Mardi 19 juin 2012. A l’issue d’une période de consultation de moins de 6 semaines, la direction de Merck Serono a confirmé par voie de presse la fermeture définitive de son site de Sécheron. Cette fois, c’est donc fini. Les propositions des employé-e-s ont été balayées les unes après les autres, sans égard pour le travail fourni. Une douche froide pour toutes celles et tous ceux qui y croyaient encore. Une nette impression aussi de ne pas avoir été écouté, de ne pas avoir été pris en considération. Un sentiment diffus de colère, renforcé par la faiblesse des propositions formulées par la direction du groupe. Car il est clair que le plan social n’est pas à la hauteur. Il se borne à quelques mesures cosmétiques et ne tient pas compte des sous-traitant-e-s.
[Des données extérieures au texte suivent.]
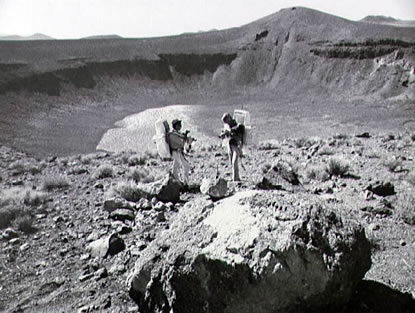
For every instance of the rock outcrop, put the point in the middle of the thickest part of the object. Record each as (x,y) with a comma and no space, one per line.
(166,189)
(257,251)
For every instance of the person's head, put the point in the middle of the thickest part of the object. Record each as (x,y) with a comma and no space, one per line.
(227,118)
(177,124)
La mise à disposition d’un fonds de 30 millions d’euros pour soutenir l’entrepreneuriat des employé-e-s sonne faux, quand on se souvient que le groupe Merck a versé plus de 272 millions de francs de dividendes à ses actionnaires en 2011. Indécent, le mot est lâché.

Malgré la colère, malgré l’inquiétude, il nous faut aujourd’hui faire preuve de résilience économique. En clair ? Tirer les leçons de ce désastre en révisant les préceptes qui guident notre politique de promotion économique. Et revoir de toute urgence les conditions-cadres que nous offrons aux entreprises qui viennent s’installer à Genève. Le rendement économique à lui seul ne doit plus déterminer les choix du politique. Les dimensions sociales et environnementales doivent impérativement être prises en considération.

Il faut agir. Et vite. D’abord, si l’entreprise Merck Serono a bénéficié d’un allégement fiscal, le Conseil d’Etat doit en demander le remboursement, comme il s’était engagé à le faire. L’argent ainsi récupéré devrait être utilisé pour épauler les employé-e-s et les sous-traitant-e-s de l’entreprise.

D’une manière générale, l’Inspection cantonale des finances devrait auditer le fonctionnement de l’attribution des allégements fiscaux. Il devrait en particulier s’assurer du suivi des conditions posées  à l’octroi d’un allégement, comme l’a fait le Contrôle fédéral des finances avec l’arrêté Bonny.

D’ici aux discussions relatives aux deux initiatives fiscales du parti socialiste genevois, le Conseil d’Etat devrait également présenter les critères retenus dans le cadre de l’attribution des allégements fiscaux. Sur cette base, une discussion démocratique devrait avoir lieu. Pour ma part, je préconise l’ajout des critères sociaux suivants : quotas d’employé-e-s locaux (je proposerais 75%), quota d’apprenti-e-s (je proposerais 1%) et pourcentage des dividendes  (je proposerais 10%) à investir dans l’amélioration des conditions-cadres (logement, transport)

Cessons de gérer l’ingérable. Ne recommettons pas les mêmes erreurs et mettons-nous, dès aujourd’hui, au travail.